Jenson not giving up on title dreams


Jenson Button’s hopes of claiming victory in front his home crowd this weekend may be slim, but the man from Frome is as driven as ever in his quest to turn things around for his long-term Honda outfit.

After consistently knocking on the door of the top-ten runners in the early part of the season Honda’s results have tailed off somewhat as the championship approaches the half-way mark.

While the Brackley-based outfit have made huge strides since their lacklustre 2007 season thanks in part to the arrival of esteemed technical director and former Ferrari guru Ross Brawn squabbling at the rear of the pack with the likes of Force India and Toro Rosso in recent races is hardly where the team envisaged their 2008 campaign being fought.

Button’s frustration at not being able to give his legions of supporters the result both he and they expect this weekend is painstakingly clear, but the 28-year-old is adamant that he has lost none of his motivation after nine years in the sport.

“I love what I do, so I have no problems with motivation,” says Button. “It isn’t nice knowing that I’m going into the British Grand Prix without a realistic chance of battling at the front but, when I’m in the car, I push 110 per cent.”

“That’s what I do every time I get in the car; it’s what I have to do to drive the team forward and ahead of what will be a better year in 2009.”

Button has developed a thick skin when it comes to battling with disappointment after two trying years at Benetton in 2001 and 2002. The Briton is confident that it is only a matter of time before his fortunes with Honda turn for the better.

“I’m in Formula One and that is every driver’s primary goal,” said Button. “Beyond that, it’s a question of where you are in F1, whether you’re in a good team and whether you have the experience to challenge for the world championship.

“I’m only 28 years old, yet this is already my ninth year in F1, so I have the necessary experience to win the title.
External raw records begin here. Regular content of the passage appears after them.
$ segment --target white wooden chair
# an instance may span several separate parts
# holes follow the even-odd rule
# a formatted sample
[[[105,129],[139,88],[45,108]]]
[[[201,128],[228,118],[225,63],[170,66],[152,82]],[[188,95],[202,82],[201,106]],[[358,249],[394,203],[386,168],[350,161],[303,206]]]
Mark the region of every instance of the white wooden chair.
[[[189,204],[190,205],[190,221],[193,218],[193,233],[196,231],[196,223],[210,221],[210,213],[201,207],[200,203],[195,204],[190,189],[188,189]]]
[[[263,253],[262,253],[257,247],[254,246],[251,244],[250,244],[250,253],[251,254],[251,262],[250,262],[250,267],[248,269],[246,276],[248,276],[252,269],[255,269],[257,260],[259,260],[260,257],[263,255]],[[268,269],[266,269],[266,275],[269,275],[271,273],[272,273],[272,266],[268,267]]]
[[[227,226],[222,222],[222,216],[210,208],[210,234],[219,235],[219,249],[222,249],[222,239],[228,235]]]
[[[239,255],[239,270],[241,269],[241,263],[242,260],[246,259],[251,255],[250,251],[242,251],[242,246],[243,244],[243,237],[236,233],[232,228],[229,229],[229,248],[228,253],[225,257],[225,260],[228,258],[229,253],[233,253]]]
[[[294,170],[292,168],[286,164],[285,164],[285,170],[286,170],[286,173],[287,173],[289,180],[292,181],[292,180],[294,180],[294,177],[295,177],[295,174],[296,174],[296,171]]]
I haven’t got the car underneath me to do that at the moment, but that will come.”

The Honda driver also admits to having much more input into the development of the car than has had in previous years.

“I’m working much harder now than I did in 2004, when I finished third in the world championship, because that’s what you have to do to get back to the front,” explains Button. “I make sure that the team are making the changes that need to be made.”

While it is unlikely that Button will be able to challenge for a podium at this year’s British Grand Prix, points could be a real possibility. Honda will bring a number of new parts on the car for Silverstone, including chassis, aerodynamic and engine updates which the Anglo-Japanese outfit is hoping will firm up their position in the mid-field.

“We expect to see an improvement to the performance of the RA108 at Silverstone, certainly compared to the French Grand Prix at Magny Cours,” explains Honda Technical Director Ross Brawn. “We have a number of new performance parts on the car in the areas of chassis, aerodynamics and engine, which should allow us to be on the pace with our current competitors in the midfield.”

Button has had a mixed bag of results at Silverstone in the past. In his rookie year for BMW Williams in 2000, the Briton hustled way onto the third row of the grid before taking home fifth in the race, one of his best results of the year. While success at the former airfield proved elusive during his troubled years with Benetton in 2001 and 2002, the man from Frome bounced back with BAR Honda in 2003 with a sterling charge through the pack to eighth place, having started nineteenth.

His best performances came during the height of BAR’s success in 2004 and 2005 where he qualified an impressive third and second on the grid respectively. But he was unable to convert either of these qualifying efforts into a podium after struggling to match the pace of the front-running Ferraris and McLarens on race day.